Raviv's latest collection, Hard Copy, blends the virtual and physical into works of chaotic beauty. The pieces were first designed in a 3D rendering program, where Raviv entered what she describes as "impossible commands"—basically fuck-ups that break the program and result in visually explosive designs. She then 3D printed the materials she needed to bring the bafflingly fragmented and fluid pieces to life.

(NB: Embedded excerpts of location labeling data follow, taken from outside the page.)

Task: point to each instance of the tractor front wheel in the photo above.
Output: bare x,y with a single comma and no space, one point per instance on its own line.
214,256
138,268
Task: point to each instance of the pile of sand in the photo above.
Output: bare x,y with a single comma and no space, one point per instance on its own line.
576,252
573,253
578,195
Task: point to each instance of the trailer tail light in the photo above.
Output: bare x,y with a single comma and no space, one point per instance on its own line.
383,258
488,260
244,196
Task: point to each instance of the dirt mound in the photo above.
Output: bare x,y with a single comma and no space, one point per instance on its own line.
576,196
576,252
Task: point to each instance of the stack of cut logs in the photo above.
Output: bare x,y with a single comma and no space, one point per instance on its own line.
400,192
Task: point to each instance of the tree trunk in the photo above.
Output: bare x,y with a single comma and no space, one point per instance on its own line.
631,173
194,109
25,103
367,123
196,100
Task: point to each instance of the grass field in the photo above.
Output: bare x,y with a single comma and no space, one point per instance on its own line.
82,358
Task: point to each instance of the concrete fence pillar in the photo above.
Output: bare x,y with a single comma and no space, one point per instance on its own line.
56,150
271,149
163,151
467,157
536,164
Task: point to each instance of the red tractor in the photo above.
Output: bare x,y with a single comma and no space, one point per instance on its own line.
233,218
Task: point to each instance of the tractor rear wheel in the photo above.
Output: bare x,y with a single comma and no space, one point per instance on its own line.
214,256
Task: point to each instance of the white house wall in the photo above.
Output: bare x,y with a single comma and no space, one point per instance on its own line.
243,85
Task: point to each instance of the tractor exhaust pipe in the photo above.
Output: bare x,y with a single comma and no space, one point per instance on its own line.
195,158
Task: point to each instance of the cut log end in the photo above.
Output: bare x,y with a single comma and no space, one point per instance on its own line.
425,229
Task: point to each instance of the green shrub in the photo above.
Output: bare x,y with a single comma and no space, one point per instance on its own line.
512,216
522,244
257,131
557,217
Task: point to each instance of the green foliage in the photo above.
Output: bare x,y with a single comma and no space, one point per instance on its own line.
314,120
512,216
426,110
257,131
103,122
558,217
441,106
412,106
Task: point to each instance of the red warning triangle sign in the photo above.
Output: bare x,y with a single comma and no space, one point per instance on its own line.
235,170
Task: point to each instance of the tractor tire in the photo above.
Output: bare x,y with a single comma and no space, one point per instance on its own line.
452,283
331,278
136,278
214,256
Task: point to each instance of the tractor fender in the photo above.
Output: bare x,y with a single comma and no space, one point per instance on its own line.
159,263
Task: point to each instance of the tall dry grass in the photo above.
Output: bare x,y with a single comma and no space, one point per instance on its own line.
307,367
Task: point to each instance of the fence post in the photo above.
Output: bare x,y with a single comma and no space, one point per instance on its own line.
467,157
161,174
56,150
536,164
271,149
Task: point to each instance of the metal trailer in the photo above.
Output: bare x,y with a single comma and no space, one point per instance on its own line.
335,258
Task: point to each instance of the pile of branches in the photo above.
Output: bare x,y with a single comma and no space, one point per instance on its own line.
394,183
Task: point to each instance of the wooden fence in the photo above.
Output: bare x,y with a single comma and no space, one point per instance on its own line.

"I think in our world, sometimes things get mixed. You don't always know what's the copy and what's the source," Raviv said. "It's often confusing, so I wanted to create this confusion between the 2D and 3D, and the real and the virtual."

Image: Noa Raviv

Raviv drew inspiration from classical Greek sculptures in their familiarly aged and ruinous form—an arm lopped off here, a leg missing there—to create the pieces. For her, the endless copies, reproductions, façades, and rip-offs that Greek sculpture has spawned throughout the centuries point to some salient reality about the digital domain.

"Those sculptures were copied and reproduced many times throughout history: first in the Roman era and then later in the classical, and again and again and again until it became something that's even a bit kitsch," Raviv said. "And then I started thinking about our culture and digital production, digital copies."

3D printing was the perfect way to not only make her virtual designs a reality, but to further comment on the nature of digital reproduction and authenticity. Theoretically, any one with the design templates for the 3D-printed portions of her designs could manufacture her clothes.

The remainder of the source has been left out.